David Hobson, managing director of security consultancy Global Secure Systems, says: "There is downward pressure on product margins from licence vendors looking for a renewal. The market likes working with them as they get cheap deals, but the vendors have to be careful as people will end up not investing in their sales people or providing a proper support structure."
Some resellers are reinforcing the situation by agreeing to operate purely on a rebate rather than a margin model in these commodity areas. This means that if they generate £100,000 of business, for example, they will obtain a rebate of 5%.
But Hobson warns that there are too many people out there with too little expertise, which is potentially devaluing the market.
Another way that channel partners are trying to deal with falling margins is to expand into new areas such as networking and storage. Bell Micro's Callacher says the distributor currently does 50%-60% of its business through security specialists and the rest through generalists, some of which are traditional box-shifters and others that are more services-based.
But over the next year or so he expects to see a shift of between 10% and 15% away from specialists and towards services-based generalists. "As security threats are becoming more sophisticated, customers are starting to rely more on how people set up storage solutions (SharePoint and the like), which is not what they have traditionally looked at when thinking about their security posture," Callacher says.
The distributor recently merged its security and networking divisions together to exploit cross-selling opportunities more effectively as the "technology is very interlinked" and because networking sales have remained flat.
"When business times are tough, it focuses the mind on what you have to do to make money. The market is also becoming more aware and people are starting to understand that different products are increasingly reliant on each other and so they need to be familiar with more things," Callacher says.
This would appear to suggest that the security market is starting to polarise more markedly between dedicated security consultancies that cater to the more sophisticated requirements of large, often highly regulated companies, as well as the top end of the mid-market, and technical implementation-focused generalists that are increasingly handling security as simply one element of a bigger technology puzzle at the lower end.
One organisation that has chosen to focus on the professional services side of the equation is ITC Global Security. It currently generates 60%-70% of its revenues from consultancy and acting as a specialised security sub-contractor in larger enterprise outsourcing deals.
Tom Millar, managing director of ITC Global Security, indicates that sales rose by about 59% last year and are expected to show similar growth rates this year due to two key factors, both of which reflect customers' desire to cut costs in a recessionary climate.
He says on the one hand, many organisations are starting to realise that despite having spent large sums of money on information security products in the past, they still have a poor understanding of what security vulnerabilities they have and what potential threats they face.

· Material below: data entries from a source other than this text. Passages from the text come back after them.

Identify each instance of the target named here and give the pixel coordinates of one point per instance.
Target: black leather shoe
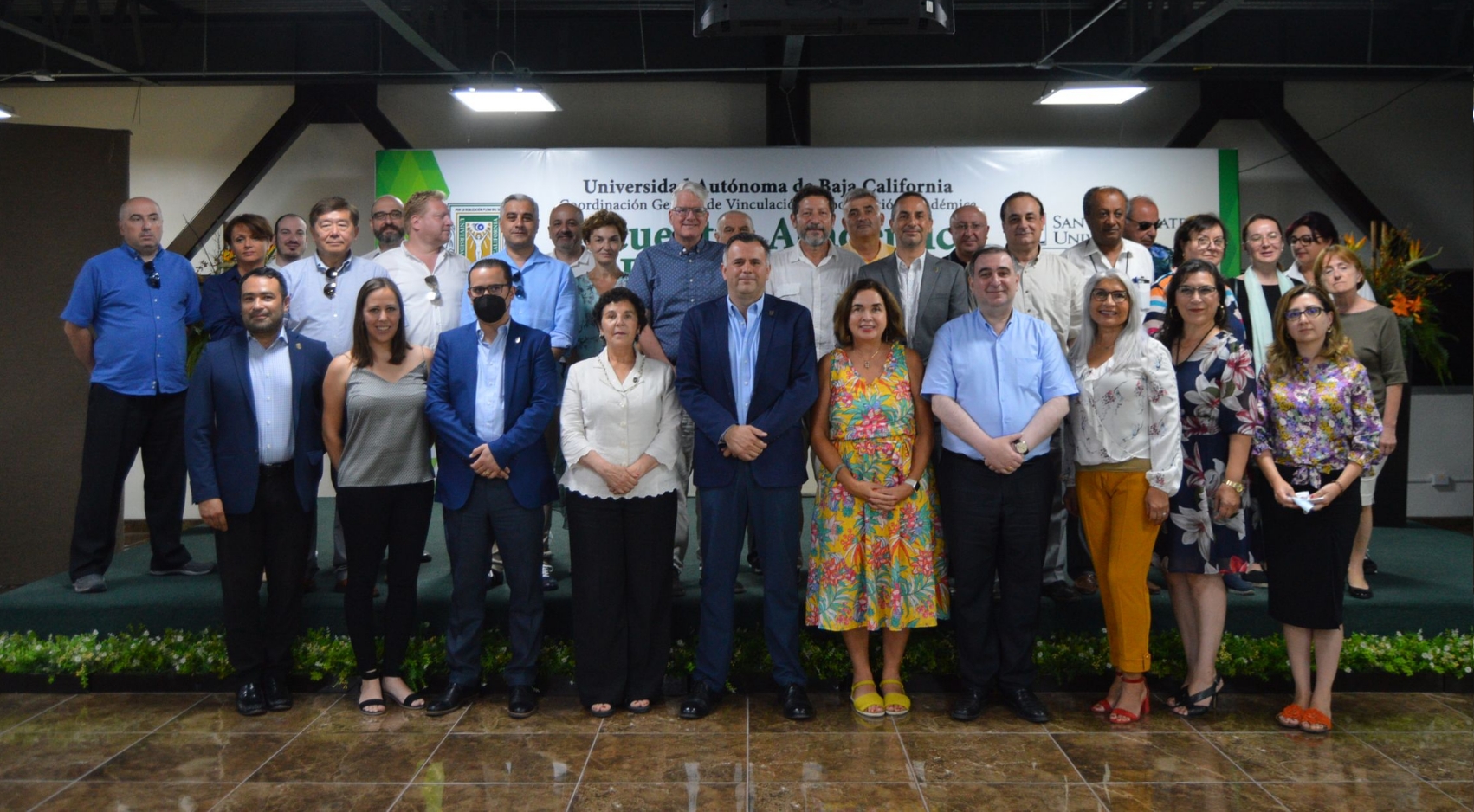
(796, 705)
(276, 693)
(451, 700)
(249, 700)
(522, 703)
(969, 706)
(701, 702)
(1025, 705)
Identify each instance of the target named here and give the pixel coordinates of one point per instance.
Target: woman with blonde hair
(1320, 432)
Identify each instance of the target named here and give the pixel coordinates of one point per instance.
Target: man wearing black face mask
(493, 390)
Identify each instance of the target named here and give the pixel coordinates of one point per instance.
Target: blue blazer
(220, 422)
(783, 392)
(531, 390)
(220, 304)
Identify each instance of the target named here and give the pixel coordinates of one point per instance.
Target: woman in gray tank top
(379, 441)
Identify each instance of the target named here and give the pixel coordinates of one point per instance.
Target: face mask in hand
(489, 308)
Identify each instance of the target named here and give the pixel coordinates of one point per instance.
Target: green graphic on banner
(404, 171)
(1228, 209)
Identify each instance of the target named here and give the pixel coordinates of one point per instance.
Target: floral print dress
(1217, 390)
(875, 569)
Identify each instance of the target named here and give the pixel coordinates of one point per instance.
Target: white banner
(637, 184)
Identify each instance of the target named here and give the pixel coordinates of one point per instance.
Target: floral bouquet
(1408, 291)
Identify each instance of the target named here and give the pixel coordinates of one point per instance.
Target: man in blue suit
(254, 445)
(495, 386)
(749, 463)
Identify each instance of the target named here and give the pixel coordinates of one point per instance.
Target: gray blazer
(942, 298)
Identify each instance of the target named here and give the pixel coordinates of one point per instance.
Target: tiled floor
(1408, 752)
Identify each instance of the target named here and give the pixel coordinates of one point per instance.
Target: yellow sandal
(867, 700)
(900, 698)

As a result, they are increasingly interested in adopting a risk-based approach to information security management, something that has been talked about for some time but has up until now generated little action. "But people now need to understand what their threat profile is and what risks they face as a direct result of the financial collapse," says Millar.
The second factor is widespread headcount freezes or even the axing of security-related personnel - although the function has not been hit as badly as others - which has also led to new opportunities. It is this situation in particular that benefits companies like ITC Global Security, Millar says.
As a result, it is seeing rising interest in three key areas: the purchase of modular outsourcing services; managed services; and technology such as security information and event management (SIEM).
SIEM tools plug into existing network infrastructure and report on trends, patterns and security events across the enterprise via a graphical dashboard and managed services, and are key to providing more "visibility" into what is occurring on a day-to-day basis.
But it is in the managed services space that Millar expects to see the most growth over the coming years. While this area accounts for about 30% of the firm's revenue today, he expects it to grow to more like 50% or 60% over the next 24 months.
VADition's Desmond is equally enthusiastic about the prospects for the sector. Therefore, from December, the distributor intends to offer its partners white label security monitoring and management services to resell. These will include providing customers with performance analyses, threat mitigation reports and monthly updates.
"Our partners will sell the boxes and make money on the upfront installation of the product as well as annuity-based revenues, but we will do the back-end monitoring and management. So ABC VAR will provide the veneer to the customer and answer support calls during the working day, but we will do it out of hours," Desmond says.
Data loss prevention
Pentura's Smith believes data leak prevention (DLP) will be another big growth area over the next 12 to 18 months. "We have seen some success with it this year, but it has moved higher up people's agendas due to the multiple data loss scandals recently. I think we will see more progression, so we believe that next year will be big for DLP," he says.
As many customers do not know where to begin in tackling the issue, the firm has set up a data risk service. This entails undertaking data discovery to establish where information resides in the organisation and where it should be, classifying data into meaningful categories, and introducing a DLP tool to make it easier to enforce related information security policies.
Bell Micro's Callacher agrees that pent-up demand relating to DLP is likely to be unleashed in the next financial year. He indicates that such activity involves securing corporate information in three key formats: data in use, which includes establishing who should have access to what information; data in motion, which covers any information, including e‑mail traffic, that is crossing either internal or public networks; and static data, which includes information stored in databases and other systems.
"The Ponemon Institute says 88% of data breaches come from inside the workplace as a result of genuine mistakes rather than maliciousness by staff, as well as broken processes and procedures. But people are starting to value data more so there will be a strong market for data loss prevention products and services next year to help people minimise risk," Callacher says.
What this all means in terms of future growth is that the outlook for the sector is likely to remain relatively positive over the year ahead.
"I think 'green shoots' is a good description. Customers are saying that things are livening up and I do not see much doom and gloom in this space. There will be plenty of headroom for a while to come as security is a constantly moving target. I cannot see that ever really changing," concludes Pentura's Smith.